Then the unions def fit the bill, even the forces have a good amount of lateral flex. 

I haven't rode the liens but a buddy picked them up this offseason and they look really solid. Also heard some good things from one of the gear review guys on here. The tripod baseplate looks pretty cool and they have an attachment piece that makes it a normal binding if you decide you don't like it. 

I had last years Companys in XL and a friend had the Larges, the XLs fit my 11.5 boot perfect and I couldn't even get into the Larges. Assuming their sizing is similar you should be good with a Large.


----------



## Mizu Kuma (Apr 13, 2014)

FLUX RK, RL, DS!!!!!

In order from soft > more heel/toe edge response!!!!!

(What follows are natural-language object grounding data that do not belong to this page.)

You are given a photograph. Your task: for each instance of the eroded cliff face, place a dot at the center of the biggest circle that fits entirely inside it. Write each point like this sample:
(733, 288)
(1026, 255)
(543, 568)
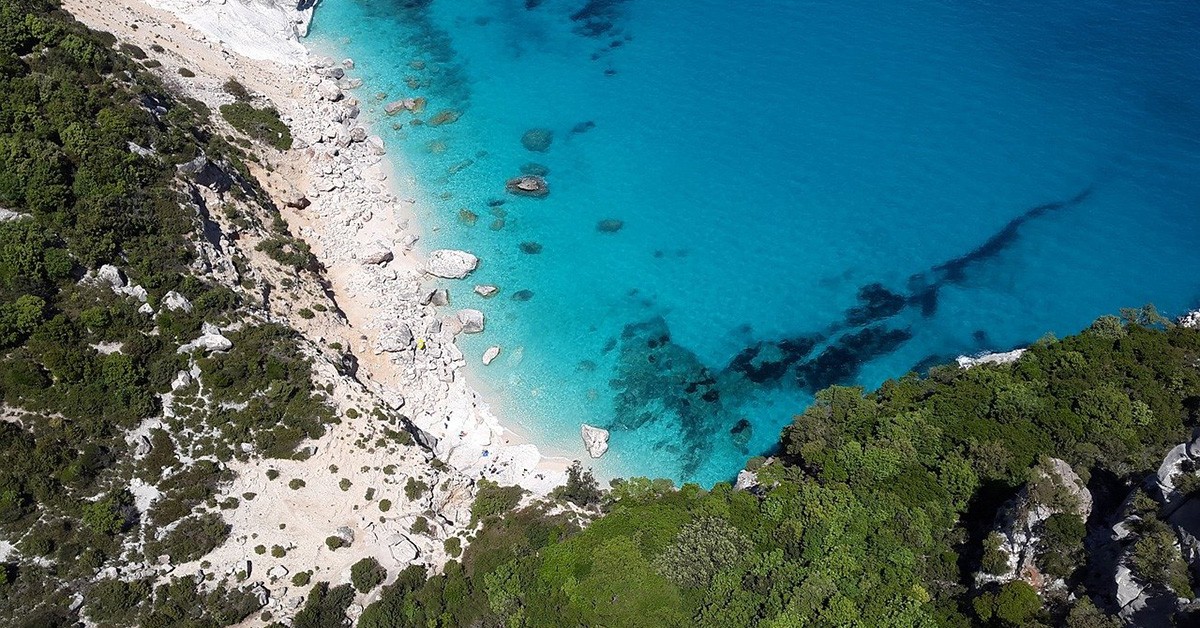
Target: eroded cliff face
(258, 29)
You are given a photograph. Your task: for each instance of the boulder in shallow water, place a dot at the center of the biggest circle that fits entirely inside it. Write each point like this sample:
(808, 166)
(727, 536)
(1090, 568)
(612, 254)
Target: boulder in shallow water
(528, 185)
(595, 440)
(538, 139)
(610, 226)
(437, 297)
(472, 321)
(449, 263)
(444, 118)
(535, 169)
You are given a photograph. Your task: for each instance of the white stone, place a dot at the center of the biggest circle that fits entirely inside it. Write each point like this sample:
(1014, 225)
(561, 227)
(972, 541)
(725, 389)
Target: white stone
(174, 300)
(403, 550)
(595, 440)
(472, 321)
(448, 263)
(377, 255)
(329, 90)
(747, 479)
(1009, 357)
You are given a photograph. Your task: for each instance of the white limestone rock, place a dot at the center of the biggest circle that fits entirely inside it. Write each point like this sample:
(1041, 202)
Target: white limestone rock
(966, 362)
(377, 255)
(210, 340)
(449, 263)
(472, 321)
(396, 339)
(177, 301)
(595, 440)
(403, 550)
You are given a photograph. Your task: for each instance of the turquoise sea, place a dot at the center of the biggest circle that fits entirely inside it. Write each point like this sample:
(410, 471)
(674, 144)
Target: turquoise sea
(809, 192)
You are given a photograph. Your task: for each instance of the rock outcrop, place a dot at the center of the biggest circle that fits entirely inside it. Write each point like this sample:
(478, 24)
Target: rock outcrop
(449, 263)
(528, 185)
(472, 321)
(595, 440)
(1054, 489)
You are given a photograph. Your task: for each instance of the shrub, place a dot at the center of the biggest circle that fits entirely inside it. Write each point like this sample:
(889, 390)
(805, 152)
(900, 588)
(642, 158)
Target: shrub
(703, 546)
(367, 574)
(263, 125)
(414, 489)
(192, 538)
(237, 90)
(454, 546)
(493, 500)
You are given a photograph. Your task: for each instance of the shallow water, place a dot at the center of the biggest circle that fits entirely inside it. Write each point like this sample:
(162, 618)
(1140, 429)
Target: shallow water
(988, 172)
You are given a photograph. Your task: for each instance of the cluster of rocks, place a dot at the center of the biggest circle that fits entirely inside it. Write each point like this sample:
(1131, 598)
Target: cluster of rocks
(1023, 519)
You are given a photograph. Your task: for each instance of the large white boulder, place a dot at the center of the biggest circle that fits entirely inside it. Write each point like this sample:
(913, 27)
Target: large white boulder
(210, 340)
(449, 263)
(174, 300)
(595, 440)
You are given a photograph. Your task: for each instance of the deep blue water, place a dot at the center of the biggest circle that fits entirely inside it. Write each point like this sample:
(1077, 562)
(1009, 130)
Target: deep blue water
(810, 192)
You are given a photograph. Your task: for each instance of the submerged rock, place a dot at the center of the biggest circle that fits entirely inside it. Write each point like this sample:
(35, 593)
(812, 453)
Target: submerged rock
(595, 440)
(449, 263)
(472, 321)
(528, 185)
(535, 169)
(610, 226)
(444, 118)
(538, 139)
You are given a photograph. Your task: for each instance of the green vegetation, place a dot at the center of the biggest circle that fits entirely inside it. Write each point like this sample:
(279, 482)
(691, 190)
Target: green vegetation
(875, 513)
(493, 500)
(414, 489)
(75, 101)
(263, 125)
(367, 574)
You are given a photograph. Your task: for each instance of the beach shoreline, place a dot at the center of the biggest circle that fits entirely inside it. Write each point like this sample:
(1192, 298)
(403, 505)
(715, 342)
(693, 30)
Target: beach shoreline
(369, 204)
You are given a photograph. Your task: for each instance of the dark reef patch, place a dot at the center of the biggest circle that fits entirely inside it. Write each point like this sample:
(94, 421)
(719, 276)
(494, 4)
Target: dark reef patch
(659, 381)
(598, 18)
(843, 359)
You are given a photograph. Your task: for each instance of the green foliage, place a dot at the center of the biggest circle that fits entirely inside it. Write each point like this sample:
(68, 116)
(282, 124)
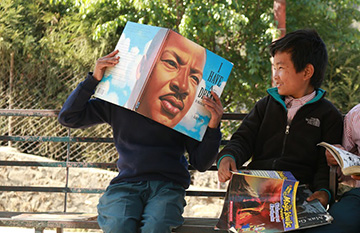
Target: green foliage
(336, 23)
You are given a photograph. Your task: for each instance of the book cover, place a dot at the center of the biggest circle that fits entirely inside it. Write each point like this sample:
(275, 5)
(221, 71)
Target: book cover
(164, 76)
(348, 162)
(269, 201)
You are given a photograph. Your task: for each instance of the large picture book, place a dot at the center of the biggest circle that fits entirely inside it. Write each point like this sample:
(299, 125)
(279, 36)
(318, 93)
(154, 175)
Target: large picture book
(164, 76)
(269, 201)
(348, 162)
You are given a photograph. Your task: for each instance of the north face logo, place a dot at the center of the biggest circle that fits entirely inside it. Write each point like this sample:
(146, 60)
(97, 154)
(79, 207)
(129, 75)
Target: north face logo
(313, 121)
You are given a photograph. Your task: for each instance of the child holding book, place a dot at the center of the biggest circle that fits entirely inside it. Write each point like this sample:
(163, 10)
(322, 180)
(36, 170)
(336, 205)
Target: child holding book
(148, 193)
(283, 129)
(346, 212)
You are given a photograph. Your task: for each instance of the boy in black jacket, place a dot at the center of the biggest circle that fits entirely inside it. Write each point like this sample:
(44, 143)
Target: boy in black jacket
(282, 130)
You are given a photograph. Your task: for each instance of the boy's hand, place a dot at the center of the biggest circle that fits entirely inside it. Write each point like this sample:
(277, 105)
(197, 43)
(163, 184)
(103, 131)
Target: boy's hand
(330, 159)
(321, 195)
(216, 109)
(227, 164)
(103, 62)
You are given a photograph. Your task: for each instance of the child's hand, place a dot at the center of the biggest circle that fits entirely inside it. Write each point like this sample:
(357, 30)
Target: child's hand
(330, 159)
(103, 62)
(215, 108)
(323, 197)
(227, 164)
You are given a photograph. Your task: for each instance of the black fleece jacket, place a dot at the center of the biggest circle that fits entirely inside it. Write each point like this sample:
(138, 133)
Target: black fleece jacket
(272, 143)
(147, 150)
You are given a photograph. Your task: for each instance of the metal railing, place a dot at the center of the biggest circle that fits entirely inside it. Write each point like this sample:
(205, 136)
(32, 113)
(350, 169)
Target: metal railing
(70, 164)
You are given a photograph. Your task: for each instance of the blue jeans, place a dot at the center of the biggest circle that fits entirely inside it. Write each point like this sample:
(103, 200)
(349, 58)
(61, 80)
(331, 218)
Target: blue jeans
(146, 206)
(346, 213)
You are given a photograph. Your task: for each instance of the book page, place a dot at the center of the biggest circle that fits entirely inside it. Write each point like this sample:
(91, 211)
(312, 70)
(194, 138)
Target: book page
(260, 204)
(138, 46)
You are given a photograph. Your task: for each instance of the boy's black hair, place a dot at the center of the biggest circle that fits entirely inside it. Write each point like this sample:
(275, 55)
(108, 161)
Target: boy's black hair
(305, 47)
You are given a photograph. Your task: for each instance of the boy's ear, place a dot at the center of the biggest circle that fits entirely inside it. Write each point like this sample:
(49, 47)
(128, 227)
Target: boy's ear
(308, 71)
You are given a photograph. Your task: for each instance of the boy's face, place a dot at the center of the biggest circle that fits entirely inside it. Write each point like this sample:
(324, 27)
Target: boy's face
(287, 80)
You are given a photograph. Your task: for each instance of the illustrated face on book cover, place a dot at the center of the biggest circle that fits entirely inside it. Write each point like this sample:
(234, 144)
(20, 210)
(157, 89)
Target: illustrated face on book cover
(172, 85)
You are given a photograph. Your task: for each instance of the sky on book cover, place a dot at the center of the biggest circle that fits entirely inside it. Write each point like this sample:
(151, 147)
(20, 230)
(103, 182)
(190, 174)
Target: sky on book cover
(120, 86)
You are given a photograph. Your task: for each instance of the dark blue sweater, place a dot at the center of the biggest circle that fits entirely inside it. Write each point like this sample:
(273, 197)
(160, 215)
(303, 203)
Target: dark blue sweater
(147, 150)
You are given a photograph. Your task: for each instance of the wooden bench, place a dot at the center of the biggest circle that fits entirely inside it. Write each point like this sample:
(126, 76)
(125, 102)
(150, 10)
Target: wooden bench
(191, 224)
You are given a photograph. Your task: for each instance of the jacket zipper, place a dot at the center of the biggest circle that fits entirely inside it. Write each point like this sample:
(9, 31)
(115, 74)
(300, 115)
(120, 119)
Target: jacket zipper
(287, 130)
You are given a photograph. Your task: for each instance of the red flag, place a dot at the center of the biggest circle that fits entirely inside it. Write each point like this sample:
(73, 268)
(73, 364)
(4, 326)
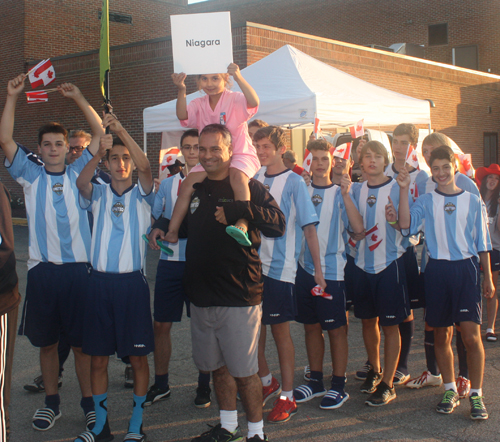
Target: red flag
(37, 97)
(42, 74)
(358, 130)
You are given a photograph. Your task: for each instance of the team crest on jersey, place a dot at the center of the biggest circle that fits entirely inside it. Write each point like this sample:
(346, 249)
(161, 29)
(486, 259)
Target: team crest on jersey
(371, 200)
(57, 188)
(118, 209)
(194, 204)
(449, 208)
(317, 200)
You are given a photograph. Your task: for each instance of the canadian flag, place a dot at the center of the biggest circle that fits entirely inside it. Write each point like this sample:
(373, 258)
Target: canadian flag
(343, 151)
(37, 97)
(357, 130)
(307, 160)
(412, 157)
(373, 238)
(465, 164)
(42, 74)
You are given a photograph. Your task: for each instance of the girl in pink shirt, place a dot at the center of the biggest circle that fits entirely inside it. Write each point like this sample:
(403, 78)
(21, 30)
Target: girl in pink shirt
(219, 106)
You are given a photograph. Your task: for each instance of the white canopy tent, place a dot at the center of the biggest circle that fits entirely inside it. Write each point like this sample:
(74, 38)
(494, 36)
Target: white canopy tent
(294, 88)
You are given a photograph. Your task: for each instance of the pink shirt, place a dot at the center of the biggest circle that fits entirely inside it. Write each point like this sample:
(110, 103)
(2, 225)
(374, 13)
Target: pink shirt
(232, 111)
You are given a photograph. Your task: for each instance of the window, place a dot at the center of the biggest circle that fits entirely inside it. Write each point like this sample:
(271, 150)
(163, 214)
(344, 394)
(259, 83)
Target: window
(490, 143)
(438, 34)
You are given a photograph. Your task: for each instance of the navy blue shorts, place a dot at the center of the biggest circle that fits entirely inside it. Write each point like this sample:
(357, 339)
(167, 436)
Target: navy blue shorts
(55, 300)
(169, 297)
(118, 316)
(413, 280)
(452, 292)
(279, 304)
(383, 295)
(349, 276)
(330, 313)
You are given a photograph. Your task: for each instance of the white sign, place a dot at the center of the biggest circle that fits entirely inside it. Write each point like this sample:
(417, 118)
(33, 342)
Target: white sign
(202, 43)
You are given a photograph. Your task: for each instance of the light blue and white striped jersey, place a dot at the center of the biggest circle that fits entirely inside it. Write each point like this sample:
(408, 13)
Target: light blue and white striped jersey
(119, 223)
(164, 205)
(59, 230)
(418, 180)
(333, 222)
(455, 225)
(279, 256)
(383, 244)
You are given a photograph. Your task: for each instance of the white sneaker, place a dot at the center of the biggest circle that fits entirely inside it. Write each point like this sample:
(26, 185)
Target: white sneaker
(426, 379)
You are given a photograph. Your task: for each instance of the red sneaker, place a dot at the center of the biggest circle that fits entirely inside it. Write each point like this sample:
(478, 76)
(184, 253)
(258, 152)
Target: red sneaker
(282, 411)
(272, 390)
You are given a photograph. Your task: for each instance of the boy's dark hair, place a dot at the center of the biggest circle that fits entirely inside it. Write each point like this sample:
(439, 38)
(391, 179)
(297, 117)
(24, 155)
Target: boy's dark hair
(189, 133)
(377, 147)
(407, 129)
(52, 128)
(275, 134)
(442, 153)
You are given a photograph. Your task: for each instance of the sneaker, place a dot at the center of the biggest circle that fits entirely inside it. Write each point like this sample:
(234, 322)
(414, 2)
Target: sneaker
(426, 379)
(400, 378)
(282, 411)
(382, 395)
(477, 408)
(304, 393)
(156, 394)
(129, 377)
(270, 391)
(448, 403)
(219, 434)
(37, 385)
(371, 381)
(333, 399)
(463, 387)
(203, 399)
(363, 371)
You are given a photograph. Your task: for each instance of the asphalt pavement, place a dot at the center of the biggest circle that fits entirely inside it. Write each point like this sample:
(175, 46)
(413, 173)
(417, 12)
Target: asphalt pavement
(411, 416)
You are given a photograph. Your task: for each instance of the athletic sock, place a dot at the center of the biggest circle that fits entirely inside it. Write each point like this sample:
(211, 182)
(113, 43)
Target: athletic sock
(203, 379)
(463, 370)
(256, 429)
(101, 412)
(266, 380)
(406, 330)
(135, 423)
(430, 354)
(229, 420)
(161, 380)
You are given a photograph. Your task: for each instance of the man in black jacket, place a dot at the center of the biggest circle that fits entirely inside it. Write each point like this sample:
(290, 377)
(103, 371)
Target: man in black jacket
(223, 281)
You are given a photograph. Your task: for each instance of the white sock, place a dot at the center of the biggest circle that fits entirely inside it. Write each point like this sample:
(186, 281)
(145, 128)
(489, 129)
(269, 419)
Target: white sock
(229, 420)
(266, 380)
(478, 391)
(256, 429)
(451, 386)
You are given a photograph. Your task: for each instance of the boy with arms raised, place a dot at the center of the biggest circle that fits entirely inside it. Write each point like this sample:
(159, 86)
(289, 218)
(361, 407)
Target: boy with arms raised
(335, 210)
(456, 235)
(279, 265)
(117, 312)
(59, 246)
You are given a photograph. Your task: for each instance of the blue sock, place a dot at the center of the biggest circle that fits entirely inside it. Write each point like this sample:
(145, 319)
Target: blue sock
(101, 412)
(136, 419)
(161, 380)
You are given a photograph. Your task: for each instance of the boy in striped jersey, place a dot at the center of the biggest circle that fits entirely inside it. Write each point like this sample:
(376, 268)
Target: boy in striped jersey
(117, 311)
(336, 210)
(456, 235)
(59, 249)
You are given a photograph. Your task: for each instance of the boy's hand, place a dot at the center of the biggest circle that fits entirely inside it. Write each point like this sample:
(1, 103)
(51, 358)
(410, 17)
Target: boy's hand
(16, 85)
(69, 90)
(179, 80)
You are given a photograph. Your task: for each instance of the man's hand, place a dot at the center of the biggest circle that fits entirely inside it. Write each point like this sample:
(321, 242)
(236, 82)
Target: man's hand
(16, 85)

All have a soft lateral flex!!!!!

From the sounds of what you want, I'd look at the RK or RL, unless you want somethin that will also handle the big booters?????


----------



## SnowDogWax (Nov 8, 2013)

0100 said:


> Just picked up a Space Case for 110% park, mainly being jumps and rails.
> 
> What bindings should I go with?
> 
> ...


Space Case is one awesome board.. never on sale in my size.. 
Bindings loved my Contact Pro on my OneMag/Garage Rocker 







:mob:


----------



## Nivek (Jan 24, 2008)

K2s for sure. Best binding on your list for what you're describing. And get the mediums. I had larges last year with an 8.5 and this year I'll be getting mediums for a better fit. The toe strap BARELY gets tight in the larges.


----------